One of the worrying stories in our recent editions was about a constable celebrating on Facebook the brutal treatment meted out to the voter register demonstrators in Accra last week Wednesday.
It is a story to be beaten in terms of weirdness and outright unprofessionalism. Coming on the heels of a recent warning by the Inspector General of Police, Mohammed Alhassan, to cops to steer away from inappropriate conduct and remarks incommensurate with law enforcement code of conduct, the chief law enforcement officer got it right when he issued the warning.
His warning was informed by recent misconducts by some cops, one of which had to do with a female policewoman said to be drinking an alcoholic beverage in uniform. Another had a police motor rider leading an excited motorist who was boasting of having as it were, a cop in his pocket.
While we acknowledge the efforts of the Police Administration to restore the now fading regiment-type discipline to the law enforcement agency, we find it disturbing that characters like Constable George Akwei would throw discipline and etiquette to the winds the way he did on Facebook.
Virtually insulting those who embarked on the ill-fated demonstration last week and saying all manner of inappropriate remarks in full uniform, such young men do not have a future in such state institutions.
Allowing such characters in the police would be sowing a seed of its destruction, prognosis we find scary.
It is not too late to get rid of such bad nuts in an institution which should not have room for undisciplined young men who think they can always be protected by their political godfathers.

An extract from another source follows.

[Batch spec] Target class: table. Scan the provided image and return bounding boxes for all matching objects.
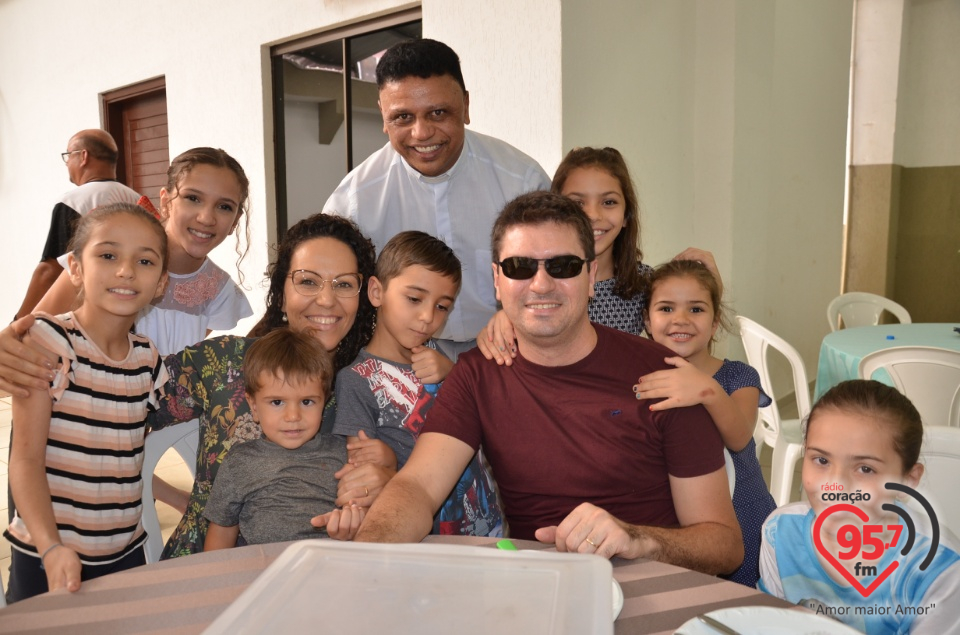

We are aware about how politicians have pushed their wards and party supporters into the ranks of the law enforcement agency and how such persons have created untold challenges for the Police Administration.
Regardless of how recruits are enlisted, discipline must be allowed to prevail in the conduct of constables otherwise the Ghana Police Service would fail to live up to the spirit of ‘Service With Integrity’ – a motto which inspires confidence and hope.
As an important segment of the justice administration chain, we cannot afford to have law enforcement agents breaching the ethics of the profession they have sworn to uphold by all means.
If the IGP is looking for those who are breaching his orders, Constable George Akwei stands prominent. Setting an example with this young man would not be a bad idea – no matter which politician pushed him into the throat of the administration.
It is not for us to make such recommendations, we know, but suffice to point out that all of us critical stakeholders can see when the image of the police is being dragged in the mud.
Imagine what adverse image Constable George Akwei would attract for a police service still struggling to parry the bad press it has suffered recently.
Celebrating the lost eye of a compatriot through a rubber bullet or a yet-to-be-identified object by a cop is most reprehensible.